Collective Defined Contribution pension schemes officially launched

02 August 2022

Collective Defined Contribution (CDC) schemes have been launched in the UK following consultations and legislative changes introduced in the Pension Schemes Act 2021.

A research briefing, released 1 August 2022,  details the positives, negatives and future plans for CDC schemes in the UK. CDC pension schemes are an alternative to the two main scheme types currently in use, defined contribution (DC) and defined Benefit (DB). The new scheme type allows employees and employers to contribute to a collective fund which provides an income in retirement. This fund does not need to be guaranteed, like a DB would, therefore pensions paid out are increased or decreased depending on the funding level at the time.
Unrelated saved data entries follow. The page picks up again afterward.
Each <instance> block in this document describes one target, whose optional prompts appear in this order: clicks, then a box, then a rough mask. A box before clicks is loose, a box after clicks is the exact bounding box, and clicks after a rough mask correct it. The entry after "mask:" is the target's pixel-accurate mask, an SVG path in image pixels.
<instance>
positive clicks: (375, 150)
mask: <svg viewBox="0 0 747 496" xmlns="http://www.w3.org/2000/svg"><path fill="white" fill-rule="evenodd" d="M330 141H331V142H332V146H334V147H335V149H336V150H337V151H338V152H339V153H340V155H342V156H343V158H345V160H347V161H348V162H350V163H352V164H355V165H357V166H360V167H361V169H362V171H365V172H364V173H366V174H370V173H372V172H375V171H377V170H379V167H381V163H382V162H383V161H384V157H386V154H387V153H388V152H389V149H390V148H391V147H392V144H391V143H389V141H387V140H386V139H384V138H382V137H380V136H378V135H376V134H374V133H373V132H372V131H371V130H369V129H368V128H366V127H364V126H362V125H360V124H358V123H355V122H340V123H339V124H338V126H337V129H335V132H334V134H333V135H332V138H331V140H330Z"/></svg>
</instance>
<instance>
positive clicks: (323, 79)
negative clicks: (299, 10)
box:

Currently there are no CDC schemes authorised in the UK, similar schemes exist in Canada, Denmark and the Netherlands. The first such scheme is likely to be the Royal Mail Pension Plan, which has advanced plans on how it will implement and run a CDC pension scheme. The Work and Pensions Committee states that “other employers will want to learn from this scheme”.

There is the possibility for future iterations of CDC schemes to be run across multiple employers using a master trust. Another type of alternative scheme is decumulation only, where only individuals receiving pensions are part of the scheme.

The Department for Work and Pensions will consult further on design principles and approaches for new kinds of CDC schemes.

CDC authorisation and supervision will be handled by The Pensions Regulator who have compiled a code of practice for the schemes.